Since the beginning of recorded music, the sound of human song has changed with each new generation of people. There's no confusing a 1930s song with a 1940s song, or a 1950s song with a 1960s song. The pattern sticks until roughly the end of the 1980s. It's not easy to tell whether a song came from 1990 or 2000.

This might sound like an extraordinary claim, but you can test it yourself. Listen to random clips from the many sources of songs available on the Internet and don't peek at the year they were produced. You'll discover that it's harder to date songs from the last two decades than songs from previous decades...

If you accept that there has been a recent decrease in stylistic variety in human song, the next question is "Why?" There are plenty of possibilities: Maybe the Internet makes too much information available, so everyone has the same influences to absorb—and songs lose flavor and take on a generic quality. To be more cynical, it could be a sign of cultural decline.

Another explanation, which is the one I suspect, is that the change since the mid-1980s corresponds with the appearance of digital editing tools for music.

Reading an article by Jaron Lanier in which he mentioned that each decade has turned out a distinctive music up until the 1990s / 2000s, when popular music started to become indistinguishable, it occurred to me that while I couldn't disagree with this, I doubted the cause to which he ascribed it, probably that computer based production tools are enforcing a particular sound, particularly in the accuracy of sticking to the beat.
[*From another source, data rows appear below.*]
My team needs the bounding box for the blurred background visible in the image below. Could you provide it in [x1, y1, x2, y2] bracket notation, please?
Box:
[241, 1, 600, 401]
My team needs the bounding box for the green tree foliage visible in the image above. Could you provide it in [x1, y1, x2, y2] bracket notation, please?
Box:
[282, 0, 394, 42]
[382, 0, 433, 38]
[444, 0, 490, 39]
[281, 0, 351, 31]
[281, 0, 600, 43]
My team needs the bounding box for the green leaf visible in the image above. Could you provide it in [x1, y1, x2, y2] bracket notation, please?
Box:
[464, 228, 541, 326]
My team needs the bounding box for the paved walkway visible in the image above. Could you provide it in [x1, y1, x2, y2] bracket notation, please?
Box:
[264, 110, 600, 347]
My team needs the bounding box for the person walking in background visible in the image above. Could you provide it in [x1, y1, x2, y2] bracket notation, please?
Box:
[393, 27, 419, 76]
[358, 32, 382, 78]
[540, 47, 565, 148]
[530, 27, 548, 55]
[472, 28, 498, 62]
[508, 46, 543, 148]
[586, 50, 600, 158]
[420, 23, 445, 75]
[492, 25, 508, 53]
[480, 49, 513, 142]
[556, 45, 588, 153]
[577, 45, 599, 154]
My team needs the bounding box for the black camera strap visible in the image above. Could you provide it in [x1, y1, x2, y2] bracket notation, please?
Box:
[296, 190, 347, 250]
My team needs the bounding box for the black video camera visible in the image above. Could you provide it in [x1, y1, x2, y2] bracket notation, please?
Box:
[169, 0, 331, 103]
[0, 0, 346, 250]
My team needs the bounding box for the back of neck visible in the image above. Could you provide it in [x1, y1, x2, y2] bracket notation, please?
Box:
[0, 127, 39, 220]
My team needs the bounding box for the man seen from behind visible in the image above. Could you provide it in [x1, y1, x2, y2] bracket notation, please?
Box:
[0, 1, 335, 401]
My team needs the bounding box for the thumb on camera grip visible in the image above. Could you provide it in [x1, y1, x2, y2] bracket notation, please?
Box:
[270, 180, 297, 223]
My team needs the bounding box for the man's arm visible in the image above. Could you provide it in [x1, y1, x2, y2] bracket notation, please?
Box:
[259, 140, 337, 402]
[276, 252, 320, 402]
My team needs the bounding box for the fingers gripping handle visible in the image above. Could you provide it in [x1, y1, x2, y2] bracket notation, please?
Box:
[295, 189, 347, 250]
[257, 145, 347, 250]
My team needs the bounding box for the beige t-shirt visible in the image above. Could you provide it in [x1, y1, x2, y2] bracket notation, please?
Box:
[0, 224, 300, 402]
Computers have pervaded all cultural fields, not just music, yet there seems to be quite the opposite happening elsewhere. For example, photoshop has opened up vast new possibilities with say, photographic montage, and has by no means rigidified uses. His other suggested cause, that the internet has exposed everyone to the same influences doesn't hit home for me either, that would if anything, widen an individual's input stream.

I think it's more what's happened to popular music within our society. It's long been, as part of the teenager marketing phenomonen, a means to fame and fortune for the record companies and their insiders. The distinctive musical forms of the last century have largely happened outside the industry, later to be adopted by it. Think blues, hippy, punk or techno. It's an industry now on the defensive and at the same time youth culture has become consumerist and money_worshipping. The creativity's dead.

The revolution starts tomorrow: until then you're stuck with the back-catalogue.